Psychological effects include severe changes in body image, loss of ego boundaries, paranoia and depersonalization. Hallucinations, euphoria, suicidal impulses and aggressive behavior are reported. The drug has been known to alter mood states in an unpredictable fashion, causing some individuals to become detached, and others to become animated. Intoxicated individuals may act in an unpredictable fashion, possibly driven by their delusions and hallucinations. PCP may induce feelings of strength, power, and invulnerability as well as a numbing effect on the mind. Occasionally, this leads to bizarre acts of violence, such as in the case of Big Lurch, a former rapper who allegedly murdered and cannibalized his roommate while under the influence of PCP. However, studies by the Drug Abuse Warning Network in the 1970s show that media reports of PCP-induced violence are greatly exaggerated and that incidents of violence were unusual and often (but not always) limited to individuals with reputations for aggression regardless of drug use. The reports in question often dealt with a supposed increase in strength imparted by the drug; this could partially be explained by the anaesthetic effects of the drug. The most commonly cited types of incidents included self-mutilation of various types, breaking handcuffs (a feat reportedly requiring about 10,000 lbs of force to break a stainless steel chain of typical diameter), inflicting remarkable property damage, and pulling one's own teeth.
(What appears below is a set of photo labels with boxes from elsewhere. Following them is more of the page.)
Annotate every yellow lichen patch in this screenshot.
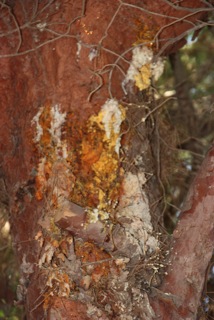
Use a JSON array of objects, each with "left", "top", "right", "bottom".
[{"left": 135, "top": 63, "right": 152, "bottom": 90}]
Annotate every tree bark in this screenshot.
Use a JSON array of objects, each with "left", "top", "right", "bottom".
[{"left": 0, "top": 0, "right": 212, "bottom": 320}]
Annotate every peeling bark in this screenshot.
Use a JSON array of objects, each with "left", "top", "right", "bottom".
[
  {"left": 152, "top": 147, "right": 214, "bottom": 320},
  {"left": 0, "top": 0, "right": 212, "bottom": 320}
]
Included in the portfolio of behavioral disturbances are acts of self-injury including suicide, and attacks on others or destruction of property. The analgesic properties of the drug can cause users to feel less pain, and persist in violent or injurious acts as a result. Recreational doses of the drug can also induce a psychotic state that resembles schizophrenic episodes which can last for months at a time with toxic doses. Users generally report they feel detached from reality, or that one's consciousness seems somewhat disconnected from reality.
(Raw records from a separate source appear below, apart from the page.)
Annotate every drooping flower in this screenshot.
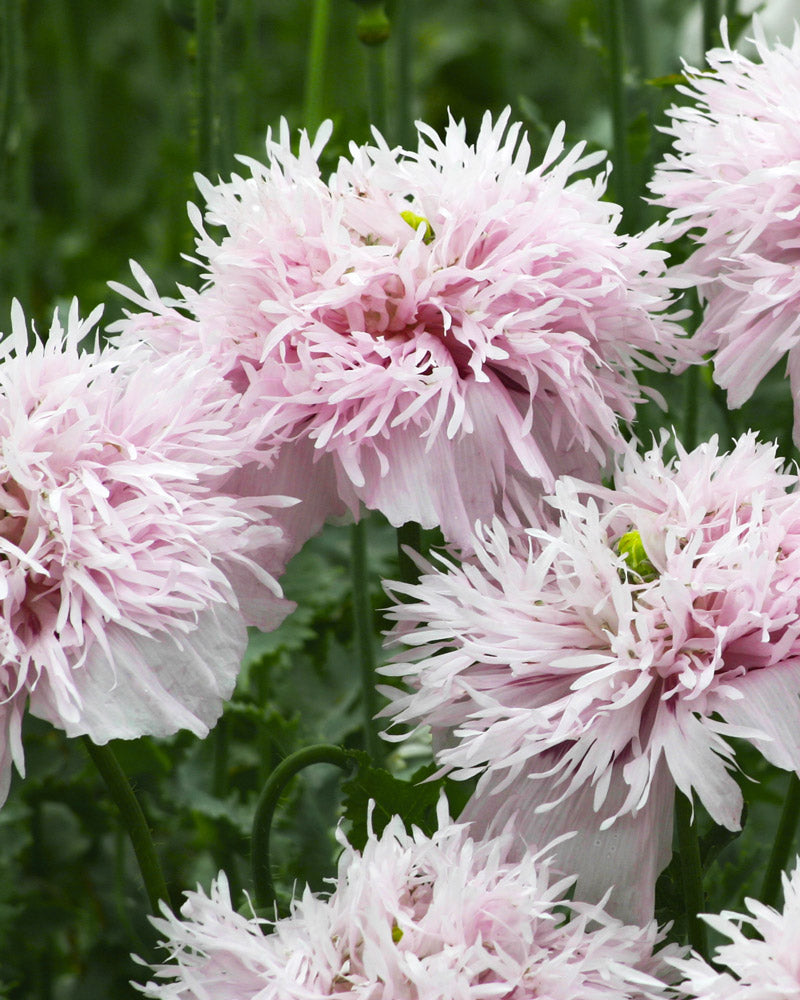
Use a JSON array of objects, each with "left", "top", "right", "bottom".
[
  {"left": 384, "top": 434, "right": 800, "bottom": 919},
  {"left": 144, "top": 804, "right": 678, "bottom": 1000},
  {"left": 114, "top": 112, "right": 693, "bottom": 543},
  {"left": 650, "top": 19, "right": 800, "bottom": 441},
  {"left": 669, "top": 858, "right": 800, "bottom": 1000},
  {"left": 0, "top": 303, "right": 291, "bottom": 802}
]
Symptoms are summarized by the mnemonic device RED DANES: rage, erythema (redness of skin), dilated pupils, delusions, amnesia, nystagmus (oscillation of the eyeball when moving laterally), excitation, and skin dryness.
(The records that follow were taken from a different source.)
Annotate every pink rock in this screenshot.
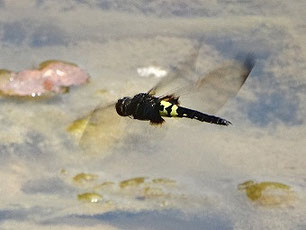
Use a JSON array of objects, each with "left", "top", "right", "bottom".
[{"left": 0, "top": 61, "right": 89, "bottom": 97}]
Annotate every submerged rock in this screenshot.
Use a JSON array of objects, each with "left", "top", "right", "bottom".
[
  {"left": 119, "top": 177, "right": 145, "bottom": 188},
  {"left": 73, "top": 173, "right": 98, "bottom": 184},
  {"left": 0, "top": 60, "right": 89, "bottom": 97},
  {"left": 78, "top": 192, "right": 103, "bottom": 203},
  {"left": 238, "top": 180, "right": 295, "bottom": 206}
]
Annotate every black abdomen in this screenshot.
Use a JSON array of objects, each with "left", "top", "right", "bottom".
[{"left": 176, "top": 106, "right": 232, "bottom": 126}]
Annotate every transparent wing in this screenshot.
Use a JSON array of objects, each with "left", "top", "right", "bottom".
[
  {"left": 149, "top": 41, "right": 254, "bottom": 113},
  {"left": 68, "top": 104, "right": 126, "bottom": 157}
]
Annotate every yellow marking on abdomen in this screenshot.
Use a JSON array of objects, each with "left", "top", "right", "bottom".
[
  {"left": 159, "top": 101, "right": 178, "bottom": 117},
  {"left": 170, "top": 105, "right": 178, "bottom": 117}
]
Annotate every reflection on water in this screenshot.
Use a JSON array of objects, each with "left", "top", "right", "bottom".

Management of intoxication 
Management of phencyclidine intoxication mostly consists of supportive care — controlling breathing, circulation, and body temperature — and, in the early stages, treating psychiatric symptoms. Benzodiazepines, such as lorazepam, are the drugs of choice to control agitation and seizures (when present). Typical antipsychotics such as phenothiazines and haloperidol have been used to control psychotic symptoms, but may produce many undesirable side effects — such as dystonia — and their use is therefore no longer preferred; phenothiazines are particularly risky, as they may lower the seizure threshold, worsen hyperthermia, and boost the anticholinergic effects of PCP. If an antipsychotic is given, intramuscular haloperidol has been recommended.
Forced acid diuresis (with ammonium chloride or, more safely, ascorbic acid) may increase clearance of PCP from the body, and was somewhat controversially recommended in the past as a decontamination measure. However, it is now known that only around 10% of a dose of PCP is removed by the kidneys, which would make increased urinary clearance of little consequence; furthermore, urinary acidification is dangerous, as it may induce acidosis and worsen rhabdomyolysis (muscle breakdown), which is not an unusual manifestation of PCP toxicity.